Tamanchey tries hard to bring us atypical protagonists -- a foul-mouthed heroine with plenty of experience, in every sense of the term, and a Bihari hero who shunts sulkily between his miffed male pride and his unwilling status as sexual ingenue who can't help but admire this "parkati". There's an attempt at giving the characters nuance based on their language -- Munna's exaggerated Purabiya lilt and Babu's largely superfluous use of English words to impress the (non-English-speaking) Munna - but that's as deep as Navneet Behal's characterising skills go. For the rest, it seems, surface outfitting will have to do. So Munna gets loud printed shirts and red trousers to announce his poor boy flashiness, while Babu gets various cleavage and thigh-revealing outfits to tell us how brazen she is. But their insane inappropriateness in a villain's den where everyone else is most soberly clad helps catapult the film into gangster's moll territory of a previous Hindi movie era. (That era is also evoked by the RD Burman song from Mahaan, 'Pyar mein dil pe maar le goli', which has been revived in a Bappi Lahiri version as the title song, and perhaps unwittingly -- by the cops who arrive at the very end of the nth bank robbery and proceed to be out-shot and outwitted by our anti-heroic couple). Though one can very dimly glimpse where they wanted to go with the deliberate 'crude cool', the direction is too erratic to get this film even a quarter of the way there. On one hand, it is far from the superbly realized comic caper of Bunty Aur Babli, on another, it fails to get within spitting distance of the Tarantinoesque. 

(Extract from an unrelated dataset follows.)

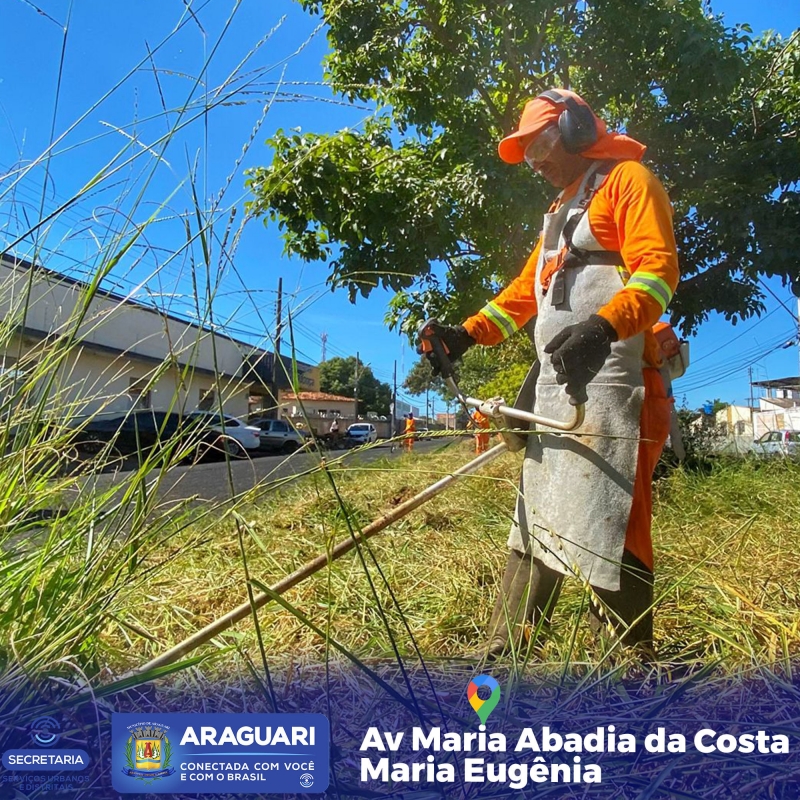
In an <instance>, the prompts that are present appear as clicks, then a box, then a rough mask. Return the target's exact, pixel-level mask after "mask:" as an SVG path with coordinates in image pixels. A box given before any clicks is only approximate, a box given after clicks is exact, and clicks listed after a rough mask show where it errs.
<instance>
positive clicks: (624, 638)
mask: <svg viewBox="0 0 800 800" xmlns="http://www.w3.org/2000/svg"><path fill="white" fill-rule="evenodd" d="M594 591H595V593H596V594H597V596H598V597H599V598H600V600H601V601H602V603H603V605H604V606H605V610H604V611H603V612H598V610H597V609H596V608H594V606H593V605H592V606H590V607H589V613H590V627H591V628H592V630H593V631H594V632H595V633H596V634H599V635H601V636H608V635H609V632H608V628H607V625H608V623H610V624H611V626H612V627H613V628H614V631H615V635H616V636H617V637H618V638H619V639H620V640H621V644H622V645H623V646H624V647H634V648H636V649H637V650H638V651H640V652H641V653H642V655H643V656H646V655H648V654H652V653H653V609H652V606H653V573H652V571H651V570H649V569H648V568H647V567H646V566H645V565H644V564H643V563H642V562H641V561H640V560H639V559H638V558H636V556H635V555H633V553H631V552H630V551H628V550H625V551H624V553H623V556H622V565H621V569H620V587H619V591H616V592H611V591H608V590H607V589H599V588H595V590H594ZM650 660H652V659H650Z"/></svg>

What it did remind me of is Revolver Rani. Directed by Sai Kabir and produced by Kabir's guru Tigmanshu Dhulia, that film's USP was another foul-mouthed, violent, gun-toting young woman. "I love phasion, phun, aur gun", she announces in what is supposed to be Bhind-Morena's special brand of Hinglish. Kangana Ranaut's portrayal of a new-age dacoit-cum-politician might be imagined as being a tongue-in-cheek updating of the one real-life female dacoit-cum-politican we've had from the Chambal badlands: the ill-fated Phoolan Devi. If only it weren't so absolutely clear that the gun-slinging Alka Singh of the insatiable sexual appetite and spiky bustiers -- just like Richa Chadda's trigger-happy and libidinous Babu -- is pure male fantasy. 

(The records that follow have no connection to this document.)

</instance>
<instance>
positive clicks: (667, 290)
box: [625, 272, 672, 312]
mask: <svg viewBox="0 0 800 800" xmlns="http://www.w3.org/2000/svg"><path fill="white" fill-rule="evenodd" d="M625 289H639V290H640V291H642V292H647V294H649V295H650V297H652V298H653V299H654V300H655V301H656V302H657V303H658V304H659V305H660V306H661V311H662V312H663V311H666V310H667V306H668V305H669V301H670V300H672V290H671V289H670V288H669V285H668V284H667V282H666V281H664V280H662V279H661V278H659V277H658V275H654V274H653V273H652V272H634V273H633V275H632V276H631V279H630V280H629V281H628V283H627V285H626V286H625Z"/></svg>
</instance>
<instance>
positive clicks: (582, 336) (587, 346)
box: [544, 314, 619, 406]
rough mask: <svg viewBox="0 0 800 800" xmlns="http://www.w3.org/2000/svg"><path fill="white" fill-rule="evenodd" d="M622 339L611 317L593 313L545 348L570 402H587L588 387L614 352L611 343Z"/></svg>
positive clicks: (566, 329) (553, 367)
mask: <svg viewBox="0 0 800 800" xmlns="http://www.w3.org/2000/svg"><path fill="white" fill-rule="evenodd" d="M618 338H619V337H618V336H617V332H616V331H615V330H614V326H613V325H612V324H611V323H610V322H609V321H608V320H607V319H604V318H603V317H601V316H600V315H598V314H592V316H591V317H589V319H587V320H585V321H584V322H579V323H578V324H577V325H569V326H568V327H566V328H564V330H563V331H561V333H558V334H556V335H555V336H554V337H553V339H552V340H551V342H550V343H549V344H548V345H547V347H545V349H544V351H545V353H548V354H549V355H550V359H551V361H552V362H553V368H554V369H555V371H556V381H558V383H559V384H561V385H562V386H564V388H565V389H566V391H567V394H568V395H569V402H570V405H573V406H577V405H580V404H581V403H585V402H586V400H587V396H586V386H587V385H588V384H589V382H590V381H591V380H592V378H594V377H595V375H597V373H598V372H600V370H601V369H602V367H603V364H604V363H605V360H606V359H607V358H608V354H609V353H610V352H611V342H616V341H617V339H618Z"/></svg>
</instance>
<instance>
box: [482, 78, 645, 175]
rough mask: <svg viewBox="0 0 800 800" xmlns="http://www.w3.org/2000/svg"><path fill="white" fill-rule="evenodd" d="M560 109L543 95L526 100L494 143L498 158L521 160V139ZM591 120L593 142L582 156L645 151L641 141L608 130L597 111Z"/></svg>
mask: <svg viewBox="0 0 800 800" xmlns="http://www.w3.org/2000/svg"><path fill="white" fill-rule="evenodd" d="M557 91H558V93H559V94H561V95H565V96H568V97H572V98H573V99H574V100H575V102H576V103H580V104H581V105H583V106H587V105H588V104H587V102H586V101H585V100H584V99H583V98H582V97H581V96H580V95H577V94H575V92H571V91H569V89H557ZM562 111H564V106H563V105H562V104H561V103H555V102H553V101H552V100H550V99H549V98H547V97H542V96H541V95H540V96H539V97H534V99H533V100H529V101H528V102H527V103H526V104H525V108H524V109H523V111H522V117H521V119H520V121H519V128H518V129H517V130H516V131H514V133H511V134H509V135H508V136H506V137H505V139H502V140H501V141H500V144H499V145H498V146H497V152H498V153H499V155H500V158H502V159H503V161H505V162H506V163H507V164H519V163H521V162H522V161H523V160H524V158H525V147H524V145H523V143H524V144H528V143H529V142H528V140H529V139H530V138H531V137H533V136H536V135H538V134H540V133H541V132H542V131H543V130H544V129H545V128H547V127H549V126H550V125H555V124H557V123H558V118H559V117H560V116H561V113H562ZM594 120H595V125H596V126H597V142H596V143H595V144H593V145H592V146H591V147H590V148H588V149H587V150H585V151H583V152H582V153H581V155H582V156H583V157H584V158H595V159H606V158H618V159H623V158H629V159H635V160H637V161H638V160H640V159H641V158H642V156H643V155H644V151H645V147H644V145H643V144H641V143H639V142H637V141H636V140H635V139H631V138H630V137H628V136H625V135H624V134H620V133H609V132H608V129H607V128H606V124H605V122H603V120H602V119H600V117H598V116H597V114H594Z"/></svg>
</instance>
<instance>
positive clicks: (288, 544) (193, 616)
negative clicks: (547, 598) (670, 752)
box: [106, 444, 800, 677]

Both Revolver Rani and Tamanchey have half-baked plots and badly written scripts, dispensing with characters' backgrounds in two-minute sob-stories while trying to distract us with dialogue-baazi. Both lay claim to a sense of place, but are too inept to do anything but flag their failures. Ranaut and Chadda, both having proved their considerable talent in other films, fail miserably to keep these rudderless ships afloat. 


All they're riding on is the 'innovation' of man-eating heroines who pick men as objects of lust, not love. Alka Singh, in one of the film's more successful scenes, picks Vir Das as winner of an underwear modelling contest. In the tradition of big men through the ages, she then gives him the privilege of sleeping with her and then pretty much keeps him captive as toy boy, making grand plans to make a movie "for him" while occasionally feeding him weird local delicacies that will keep him virile enough to service her. Babu in Tamanchey isn't quite as demanding, but she is certainly the only one allowed to make the moves. She slaps Munna when he tries his luck, though later thaws enough to succumb to a roll in the hay (er, in the tomatoes) before abandoning her sleeping conquest to return to her gang. The girl, true to this tough-as-nails characterisation, is initially completely unaffected by their drunken sexcapade; it is the boy who does the post-coital coyness of "Hum tumse I love you karte hain" and follows her all the way to gangland. 

But the gender role reversals that are meant to power both films fizzle out astoundingly fast. Alka becomes obsessed with raising a baby, and Babu, too, reveals that her thick gangster skin hides a girl who's been dying to play housewife. Clearly, that's where even the most libidinous Indian male fantasy ends.


A version of this was published as my Mumbai Mirror column last Sunday.